Viewed as a whole, SDG 16 refers to primary conditions that make it possible to achieve the other goals, as all of them require conditions of social peace and dialogue, institutions, and key elements to achieve the 2030 Agenda. For this reason, SDG 16 asserts the principle of interdependence regarding institutional management and governance. It also reinstates the Leave No One Behind principle while promoting access to rights and active and participatory democracy.
The scope of implementation of SDG 16 is clearly seen in its 12 targets (10 outcomes and 2 processes) and 24 indicators covering interpersonal, social, gender-based, and child violence; human trafficking; access to justice; corruption; illicit financial flows; transparency, accountability; discrimination; inclusiveness in public decision-making; participation in international organizations; protection of journalists and social leaders; and access to information.
To accelerate the implementation of the 2030 Agenda, we need to strengthen progress on SDG 16. That is why Cepei developed the governance quality index for the national implementation of the 2030 Agenda, a virtual tool that is freely accessible and adaptable to each user’s needs.

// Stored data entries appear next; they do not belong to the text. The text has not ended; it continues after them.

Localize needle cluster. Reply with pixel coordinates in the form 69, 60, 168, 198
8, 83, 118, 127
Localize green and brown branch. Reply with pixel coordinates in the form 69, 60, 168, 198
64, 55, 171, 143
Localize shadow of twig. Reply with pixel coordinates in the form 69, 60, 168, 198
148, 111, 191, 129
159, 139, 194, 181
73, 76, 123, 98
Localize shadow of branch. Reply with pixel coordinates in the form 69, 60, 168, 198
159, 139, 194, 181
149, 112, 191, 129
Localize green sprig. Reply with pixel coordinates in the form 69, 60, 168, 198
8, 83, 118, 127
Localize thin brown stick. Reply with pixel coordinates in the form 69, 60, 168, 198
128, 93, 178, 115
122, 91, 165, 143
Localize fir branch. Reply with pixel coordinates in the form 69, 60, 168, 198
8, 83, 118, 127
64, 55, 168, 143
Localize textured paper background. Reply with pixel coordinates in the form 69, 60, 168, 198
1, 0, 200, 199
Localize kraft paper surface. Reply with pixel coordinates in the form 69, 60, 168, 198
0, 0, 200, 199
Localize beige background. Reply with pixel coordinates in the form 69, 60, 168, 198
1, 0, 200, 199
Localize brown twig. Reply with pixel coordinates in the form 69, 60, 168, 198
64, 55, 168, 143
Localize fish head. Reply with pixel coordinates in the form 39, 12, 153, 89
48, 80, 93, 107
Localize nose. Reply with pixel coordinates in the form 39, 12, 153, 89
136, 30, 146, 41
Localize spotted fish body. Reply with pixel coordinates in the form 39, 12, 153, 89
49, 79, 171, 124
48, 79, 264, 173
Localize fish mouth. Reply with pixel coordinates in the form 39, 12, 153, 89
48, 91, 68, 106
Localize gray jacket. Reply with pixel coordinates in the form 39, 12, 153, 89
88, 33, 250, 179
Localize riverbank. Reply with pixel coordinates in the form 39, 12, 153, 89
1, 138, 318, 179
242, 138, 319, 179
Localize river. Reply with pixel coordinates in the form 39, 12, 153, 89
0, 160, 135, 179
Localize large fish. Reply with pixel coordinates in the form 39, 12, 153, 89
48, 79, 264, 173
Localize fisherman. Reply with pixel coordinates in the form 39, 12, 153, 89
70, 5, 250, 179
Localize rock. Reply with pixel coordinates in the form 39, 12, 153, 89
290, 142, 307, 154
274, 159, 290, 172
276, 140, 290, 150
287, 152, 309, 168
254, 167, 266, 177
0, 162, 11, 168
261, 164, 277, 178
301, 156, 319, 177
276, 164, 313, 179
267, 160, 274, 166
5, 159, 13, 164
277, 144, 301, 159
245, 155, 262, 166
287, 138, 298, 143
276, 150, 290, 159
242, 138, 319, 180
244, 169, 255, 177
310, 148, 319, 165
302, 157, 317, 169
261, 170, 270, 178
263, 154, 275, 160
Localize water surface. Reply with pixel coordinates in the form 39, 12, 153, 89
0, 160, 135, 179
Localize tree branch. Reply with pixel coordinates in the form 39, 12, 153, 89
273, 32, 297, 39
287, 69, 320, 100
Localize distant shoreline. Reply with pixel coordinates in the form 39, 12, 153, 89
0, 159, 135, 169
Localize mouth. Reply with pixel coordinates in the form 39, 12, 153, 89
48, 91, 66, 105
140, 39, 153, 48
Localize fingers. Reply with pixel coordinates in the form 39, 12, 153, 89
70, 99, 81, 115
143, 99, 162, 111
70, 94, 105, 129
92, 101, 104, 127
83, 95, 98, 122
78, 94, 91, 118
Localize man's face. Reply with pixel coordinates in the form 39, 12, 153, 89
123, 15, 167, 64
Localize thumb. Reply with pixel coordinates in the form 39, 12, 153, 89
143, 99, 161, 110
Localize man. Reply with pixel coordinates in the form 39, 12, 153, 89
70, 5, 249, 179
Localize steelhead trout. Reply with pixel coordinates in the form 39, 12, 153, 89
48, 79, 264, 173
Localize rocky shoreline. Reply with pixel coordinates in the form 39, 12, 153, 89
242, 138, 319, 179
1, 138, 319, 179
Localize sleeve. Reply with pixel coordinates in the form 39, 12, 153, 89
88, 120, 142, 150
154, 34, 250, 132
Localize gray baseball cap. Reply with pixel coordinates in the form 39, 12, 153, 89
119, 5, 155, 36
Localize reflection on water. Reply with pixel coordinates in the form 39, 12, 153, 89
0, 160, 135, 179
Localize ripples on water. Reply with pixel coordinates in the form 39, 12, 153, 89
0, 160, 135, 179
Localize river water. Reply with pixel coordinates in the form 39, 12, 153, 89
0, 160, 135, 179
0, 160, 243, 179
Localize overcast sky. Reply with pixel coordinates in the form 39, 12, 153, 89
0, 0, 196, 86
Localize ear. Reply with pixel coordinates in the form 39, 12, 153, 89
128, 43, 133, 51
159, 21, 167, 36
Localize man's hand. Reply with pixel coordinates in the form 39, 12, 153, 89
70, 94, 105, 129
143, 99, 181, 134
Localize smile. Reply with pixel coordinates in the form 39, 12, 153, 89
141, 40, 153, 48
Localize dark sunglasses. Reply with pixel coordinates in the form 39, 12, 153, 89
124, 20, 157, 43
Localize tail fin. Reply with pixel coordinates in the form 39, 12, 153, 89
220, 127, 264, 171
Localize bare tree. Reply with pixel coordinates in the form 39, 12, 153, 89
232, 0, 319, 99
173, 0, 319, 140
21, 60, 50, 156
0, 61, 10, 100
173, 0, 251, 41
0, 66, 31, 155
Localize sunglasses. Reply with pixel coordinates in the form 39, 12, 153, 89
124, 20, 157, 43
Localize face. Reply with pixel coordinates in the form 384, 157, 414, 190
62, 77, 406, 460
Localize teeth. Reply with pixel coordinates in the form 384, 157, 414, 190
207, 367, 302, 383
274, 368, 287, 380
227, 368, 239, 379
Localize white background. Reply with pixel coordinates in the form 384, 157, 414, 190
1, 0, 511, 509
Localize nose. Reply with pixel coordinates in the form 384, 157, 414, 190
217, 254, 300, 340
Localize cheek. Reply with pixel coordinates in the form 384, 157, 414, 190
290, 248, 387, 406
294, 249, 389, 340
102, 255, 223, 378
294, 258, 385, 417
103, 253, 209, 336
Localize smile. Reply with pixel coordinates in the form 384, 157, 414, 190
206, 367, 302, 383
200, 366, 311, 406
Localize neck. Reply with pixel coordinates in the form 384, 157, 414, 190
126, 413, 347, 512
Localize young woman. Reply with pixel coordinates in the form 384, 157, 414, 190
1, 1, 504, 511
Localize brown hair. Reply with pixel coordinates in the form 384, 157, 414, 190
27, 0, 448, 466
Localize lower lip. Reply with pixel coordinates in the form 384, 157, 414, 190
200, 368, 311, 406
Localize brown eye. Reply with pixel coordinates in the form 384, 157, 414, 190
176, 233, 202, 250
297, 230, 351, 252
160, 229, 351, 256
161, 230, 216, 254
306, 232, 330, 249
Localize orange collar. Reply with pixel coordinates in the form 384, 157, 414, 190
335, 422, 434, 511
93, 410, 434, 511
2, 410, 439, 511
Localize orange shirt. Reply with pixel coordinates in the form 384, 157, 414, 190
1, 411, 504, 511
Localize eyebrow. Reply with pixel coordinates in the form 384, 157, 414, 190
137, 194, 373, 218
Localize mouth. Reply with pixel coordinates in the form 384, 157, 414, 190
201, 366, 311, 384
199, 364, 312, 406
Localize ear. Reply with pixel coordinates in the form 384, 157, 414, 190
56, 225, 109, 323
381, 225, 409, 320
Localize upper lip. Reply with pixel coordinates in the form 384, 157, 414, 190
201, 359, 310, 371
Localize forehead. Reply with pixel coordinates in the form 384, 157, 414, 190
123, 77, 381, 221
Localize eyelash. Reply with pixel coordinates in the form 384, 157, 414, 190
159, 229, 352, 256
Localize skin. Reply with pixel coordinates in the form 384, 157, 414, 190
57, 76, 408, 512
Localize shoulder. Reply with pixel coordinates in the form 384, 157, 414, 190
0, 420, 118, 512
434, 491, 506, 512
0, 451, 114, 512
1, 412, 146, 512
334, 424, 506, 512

This index focuses on the roles and responsibilities of institutions leading SDG implementation and tracking in Latin American and Caribbean countries. It is based on the recognition of the “three Cs”: Championing (the ability to lead processes), Convening (the ability to bring together stakeholders in a coordinated effort), and Communication (the ability to be transparent and support dissemination and awareness of the SDGs).

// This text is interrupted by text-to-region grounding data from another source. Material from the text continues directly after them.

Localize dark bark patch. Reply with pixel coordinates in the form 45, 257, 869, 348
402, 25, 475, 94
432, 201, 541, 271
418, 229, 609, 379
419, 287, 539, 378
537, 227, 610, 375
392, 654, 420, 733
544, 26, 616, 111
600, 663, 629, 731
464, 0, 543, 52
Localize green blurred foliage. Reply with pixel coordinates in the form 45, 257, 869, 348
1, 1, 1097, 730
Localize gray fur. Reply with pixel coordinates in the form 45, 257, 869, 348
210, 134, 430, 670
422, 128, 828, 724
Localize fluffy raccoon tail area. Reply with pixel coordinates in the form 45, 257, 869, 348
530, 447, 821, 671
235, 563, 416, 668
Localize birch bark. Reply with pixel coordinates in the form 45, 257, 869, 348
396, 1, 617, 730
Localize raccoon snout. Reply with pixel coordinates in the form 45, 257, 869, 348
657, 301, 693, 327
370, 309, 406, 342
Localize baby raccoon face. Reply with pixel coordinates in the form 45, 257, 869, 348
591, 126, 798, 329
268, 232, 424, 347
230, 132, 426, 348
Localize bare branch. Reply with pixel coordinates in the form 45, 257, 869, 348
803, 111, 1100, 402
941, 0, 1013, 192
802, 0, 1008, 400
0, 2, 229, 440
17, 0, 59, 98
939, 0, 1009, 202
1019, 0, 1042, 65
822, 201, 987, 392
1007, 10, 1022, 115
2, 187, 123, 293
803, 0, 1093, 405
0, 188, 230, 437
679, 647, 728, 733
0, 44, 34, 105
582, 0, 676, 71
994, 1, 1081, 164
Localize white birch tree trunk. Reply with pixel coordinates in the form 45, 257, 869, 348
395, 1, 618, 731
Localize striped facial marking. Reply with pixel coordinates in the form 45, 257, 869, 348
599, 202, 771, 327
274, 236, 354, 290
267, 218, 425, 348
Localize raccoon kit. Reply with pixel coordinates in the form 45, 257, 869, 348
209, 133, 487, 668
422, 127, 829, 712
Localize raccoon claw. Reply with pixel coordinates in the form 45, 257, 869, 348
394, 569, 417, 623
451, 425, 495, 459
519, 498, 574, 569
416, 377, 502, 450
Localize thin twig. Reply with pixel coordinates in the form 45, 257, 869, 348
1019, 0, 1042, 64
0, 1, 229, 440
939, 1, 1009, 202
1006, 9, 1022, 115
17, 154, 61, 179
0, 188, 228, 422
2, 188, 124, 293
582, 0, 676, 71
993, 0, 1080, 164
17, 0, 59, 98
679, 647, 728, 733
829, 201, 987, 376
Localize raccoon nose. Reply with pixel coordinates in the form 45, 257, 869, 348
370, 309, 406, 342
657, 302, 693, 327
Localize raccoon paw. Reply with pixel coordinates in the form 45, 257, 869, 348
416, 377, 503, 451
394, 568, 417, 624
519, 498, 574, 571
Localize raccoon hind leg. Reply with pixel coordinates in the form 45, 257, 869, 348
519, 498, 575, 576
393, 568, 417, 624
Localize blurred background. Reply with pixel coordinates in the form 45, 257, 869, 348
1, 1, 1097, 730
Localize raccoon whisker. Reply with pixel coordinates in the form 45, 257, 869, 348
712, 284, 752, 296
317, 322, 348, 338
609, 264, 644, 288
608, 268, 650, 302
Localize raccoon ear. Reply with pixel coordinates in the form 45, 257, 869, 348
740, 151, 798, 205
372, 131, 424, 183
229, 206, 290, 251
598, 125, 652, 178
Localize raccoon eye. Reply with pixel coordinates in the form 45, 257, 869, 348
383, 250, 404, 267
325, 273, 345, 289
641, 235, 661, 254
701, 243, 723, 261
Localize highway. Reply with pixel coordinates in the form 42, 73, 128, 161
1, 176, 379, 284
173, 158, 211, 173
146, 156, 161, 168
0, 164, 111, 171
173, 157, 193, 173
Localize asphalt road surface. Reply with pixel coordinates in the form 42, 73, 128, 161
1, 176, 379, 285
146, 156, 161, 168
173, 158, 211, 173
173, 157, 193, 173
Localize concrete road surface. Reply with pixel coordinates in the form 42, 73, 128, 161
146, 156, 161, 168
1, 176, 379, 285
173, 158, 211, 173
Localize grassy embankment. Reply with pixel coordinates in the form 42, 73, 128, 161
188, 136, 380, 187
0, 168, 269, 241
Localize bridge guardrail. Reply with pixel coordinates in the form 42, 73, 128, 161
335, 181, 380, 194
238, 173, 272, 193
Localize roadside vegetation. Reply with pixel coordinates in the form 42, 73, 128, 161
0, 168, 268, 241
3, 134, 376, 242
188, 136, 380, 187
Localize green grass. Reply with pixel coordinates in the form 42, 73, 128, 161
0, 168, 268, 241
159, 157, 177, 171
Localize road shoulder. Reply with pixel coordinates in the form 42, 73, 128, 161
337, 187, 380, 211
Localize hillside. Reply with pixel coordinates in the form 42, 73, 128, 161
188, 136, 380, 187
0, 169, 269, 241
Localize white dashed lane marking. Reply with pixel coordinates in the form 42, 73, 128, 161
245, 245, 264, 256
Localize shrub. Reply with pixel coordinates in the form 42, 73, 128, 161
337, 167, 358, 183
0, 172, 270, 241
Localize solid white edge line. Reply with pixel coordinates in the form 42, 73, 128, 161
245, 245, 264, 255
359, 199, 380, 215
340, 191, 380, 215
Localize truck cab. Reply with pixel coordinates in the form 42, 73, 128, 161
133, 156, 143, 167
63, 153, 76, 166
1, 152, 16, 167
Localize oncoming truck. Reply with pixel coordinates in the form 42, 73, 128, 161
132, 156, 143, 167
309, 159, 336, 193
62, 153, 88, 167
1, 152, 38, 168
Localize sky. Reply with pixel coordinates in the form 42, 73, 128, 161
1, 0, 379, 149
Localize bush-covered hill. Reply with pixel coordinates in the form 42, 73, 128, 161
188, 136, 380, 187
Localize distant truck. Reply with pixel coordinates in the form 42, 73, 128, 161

Through a qualitative analysis exercise that groups nine variables under these three dimensions, the study of the 33 institutions established to lead the implementation, tracking, and review of the SDGs at the national level in LAC shows that at the regional level, the capacity for championing is the strongest, with an average score of 77.12 points out of a possible 100 points, putting it in the high category. However, stakeholders’ capacities for communication and convening reach 48.48 and 36.36 points, respectively, indicating essential shortcomings.
The reasons for low scores can be explained as follows:
- The almost total exclusion of representatives of the parliaments, the judiciary, and State technical bodies, such as comptrollers or ombudsmen, from the work of the institutions leading the national implementation and tracking of the 2030 Agenda.

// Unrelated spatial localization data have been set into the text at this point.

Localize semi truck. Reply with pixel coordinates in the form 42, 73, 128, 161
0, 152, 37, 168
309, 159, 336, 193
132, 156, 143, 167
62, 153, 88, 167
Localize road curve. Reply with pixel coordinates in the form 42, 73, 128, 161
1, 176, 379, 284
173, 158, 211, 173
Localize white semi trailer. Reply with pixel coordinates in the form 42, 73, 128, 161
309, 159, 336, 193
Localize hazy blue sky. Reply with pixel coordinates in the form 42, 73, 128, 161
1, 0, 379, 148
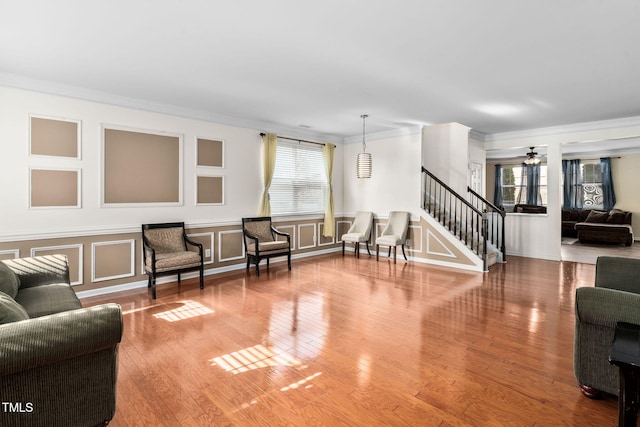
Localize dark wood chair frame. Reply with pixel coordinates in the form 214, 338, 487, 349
242, 217, 291, 277
142, 222, 204, 299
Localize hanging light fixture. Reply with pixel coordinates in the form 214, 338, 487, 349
356, 114, 372, 178
523, 146, 541, 165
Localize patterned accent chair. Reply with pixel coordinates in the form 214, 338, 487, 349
341, 211, 374, 258
242, 217, 291, 276
142, 222, 204, 299
376, 211, 410, 264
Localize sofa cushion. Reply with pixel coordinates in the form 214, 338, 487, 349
607, 210, 628, 224
0, 291, 29, 324
585, 210, 609, 223
0, 262, 20, 298
577, 209, 592, 222
15, 283, 82, 318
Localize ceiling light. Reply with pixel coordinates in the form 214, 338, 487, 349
356, 114, 372, 178
524, 146, 541, 165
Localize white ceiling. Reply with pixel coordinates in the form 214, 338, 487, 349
2, 1, 640, 140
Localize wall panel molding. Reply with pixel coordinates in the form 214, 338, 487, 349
91, 239, 135, 282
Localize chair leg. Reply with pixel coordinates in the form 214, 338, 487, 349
255, 259, 260, 277
246, 257, 250, 270
393, 246, 397, 264
355, 242, 359, 258
288, 252, 291, 270
151, 277, 157, 299
147, 275, 151, 288
177, 273, 181, 285
342, 241, 345, 256
401, 244, 407, 260
388, 247, 391, 257
199, 267, 204, 289
267, 257, 270, 269
366, 242, 371, 256
376, 244, 379, 261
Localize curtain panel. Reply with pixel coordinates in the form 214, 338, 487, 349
322, 143, 336, 237
600, 157, 616, 210
526, 163, 542, 205
493, 164, 503, 210
258, 133, 277, 216
562, 159, 583, 209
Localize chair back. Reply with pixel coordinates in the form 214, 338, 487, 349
242, 217, 276, 246
142, 222, 187, 254
595, 256, 640, 294
348, 211, 373, 239
382, 211, 410, 240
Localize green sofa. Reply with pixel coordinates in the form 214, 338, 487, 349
0, 254, 123, 427
574, 256, 640, 398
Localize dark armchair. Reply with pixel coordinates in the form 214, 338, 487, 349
242, 217, 291, 276
574, 256, 640, 398
142, 222, 204, 299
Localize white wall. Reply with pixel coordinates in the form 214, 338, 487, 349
343, 132, 422, 218
0, 86, 344, 239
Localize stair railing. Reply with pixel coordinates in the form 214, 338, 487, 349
467, 187, 506, 263
421, 166, 489, 271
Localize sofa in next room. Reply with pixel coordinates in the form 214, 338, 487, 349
562, 208, 633, 246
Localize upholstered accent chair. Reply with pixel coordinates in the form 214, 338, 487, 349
574, 256, 640, 398
242, 217, 291, 276
142, 222, 204, 299
376, 211, 410, 264
341, 211, 374, 258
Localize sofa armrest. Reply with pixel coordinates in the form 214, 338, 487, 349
2, 254, 70, 289
574, 286, 640, 395
576, 287, 640, 327
0, 303, 123, 376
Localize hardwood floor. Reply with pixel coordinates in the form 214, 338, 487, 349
83, 254, 618, 426
561, 237, 640, 264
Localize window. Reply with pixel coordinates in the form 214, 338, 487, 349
500, 164, 547, 208
270, 141, 327, 215
581, 161, 603, 209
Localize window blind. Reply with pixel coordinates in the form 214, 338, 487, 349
270, 141, 327, 215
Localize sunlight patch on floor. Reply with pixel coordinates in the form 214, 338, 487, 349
210, 344, 302, 374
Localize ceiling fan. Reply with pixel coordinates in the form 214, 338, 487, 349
523, 146, 541, 165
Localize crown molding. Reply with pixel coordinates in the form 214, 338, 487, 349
0, 73, 344, 145
343, 125, 423, 144
485, 115, 640, 142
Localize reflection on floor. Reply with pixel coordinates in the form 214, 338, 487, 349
561, 237, 640, 264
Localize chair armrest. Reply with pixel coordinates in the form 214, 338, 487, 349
0, 303, 123, 376
576, 287, 640, 327
184, 235, 203, 254
272, 227, 291, 242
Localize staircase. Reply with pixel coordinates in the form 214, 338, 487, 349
421, 166, 506, 271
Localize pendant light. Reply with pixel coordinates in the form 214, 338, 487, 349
356, 114, 372, 178
524, 146, 541, 165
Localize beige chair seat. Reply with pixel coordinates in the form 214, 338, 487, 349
247, 240, 290, 254
342, 232, 370, 243
376, 235, 403, 246
149, 251, 202, 272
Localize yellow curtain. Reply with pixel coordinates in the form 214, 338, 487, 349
258, 133, 277, 216
322, 143, 336, 237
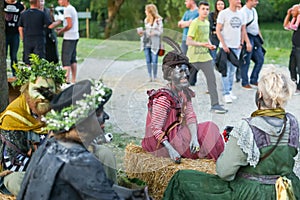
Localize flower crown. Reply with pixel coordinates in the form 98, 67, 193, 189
42, 80, 112, 132
13, 54, 66, 86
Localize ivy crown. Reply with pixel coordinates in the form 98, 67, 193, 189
13, 54, 66, 87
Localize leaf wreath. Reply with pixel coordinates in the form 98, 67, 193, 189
12, 54, 66, 87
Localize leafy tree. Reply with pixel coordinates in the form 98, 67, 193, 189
0, 0, 9, 112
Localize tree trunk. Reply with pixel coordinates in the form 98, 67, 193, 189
0, 0, 9, 112
104, 0, 125, 38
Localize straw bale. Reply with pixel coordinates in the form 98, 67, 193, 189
0, 193, 16, 200
124, 144, 216, 200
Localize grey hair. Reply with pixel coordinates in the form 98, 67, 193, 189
258, 66, 296, 108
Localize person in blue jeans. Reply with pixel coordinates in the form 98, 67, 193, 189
138, 4, 163, 82
216, 0, 252, 104
240, 0, 264, 89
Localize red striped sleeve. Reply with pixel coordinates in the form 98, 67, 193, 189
151, 96, 170, 142
185, 101, 197, 124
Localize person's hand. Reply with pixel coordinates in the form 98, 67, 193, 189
138, 31, 144, 37
208, 44, 216, 50
178, 21, 183, 28
222, 45, 230, 53
190, 137, 200, 154
136, 27, 144, 36
56, 28, 63, 36
246, 42, 252, 52
188, 123, 200, 154
162, 141, 181, 163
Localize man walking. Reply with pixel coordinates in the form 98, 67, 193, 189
186, 1, 227, 114
57, 0, 79, 84
216, 0, 252, 103
240, 0, 264, 89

- The inclusion of non-governmental actors at intermediate levels of decision-making processes, usually in an advisory role, without specifying how their input should be used.
- The absence of data-driven work mandates.
- Lack of institutionalized mechanisms for accountability, dissemination, and awareness of the 2030 Agenda and its SDGs.
LAC needs to reinforce both the implementation and tracking of SDG 16. According to ECLAC, in 2023, there is only information about 11 of the 24 indicators associated with SDG 16. While seven of these 11 show insufficient progress to reach the targets by 2030, the other four seem to have taken steps back.
In terms of targets, that means that of the 12 targets associated with SDG 16, five are progressing too slowly to be achieved on time, three have moved in the opposite direction, and we need more information on the other four. This outcome, as mentioned above, negatively affects the implementation of the other SDGs since, with the foundation provided by SDG 16, it will be easier to move forward and even more challenging to do so quickly.
The SDG Summit to meet this year, and the Summit of the Future in 2024, are opportunities to strengthen global and regional governance of sustainable development, which could have a cascading effect at the national level. However, this will only happen with a coordinated multi-stakeholder effort to uphold the ambition of the 2030 Agenda and create data for evidence-based action.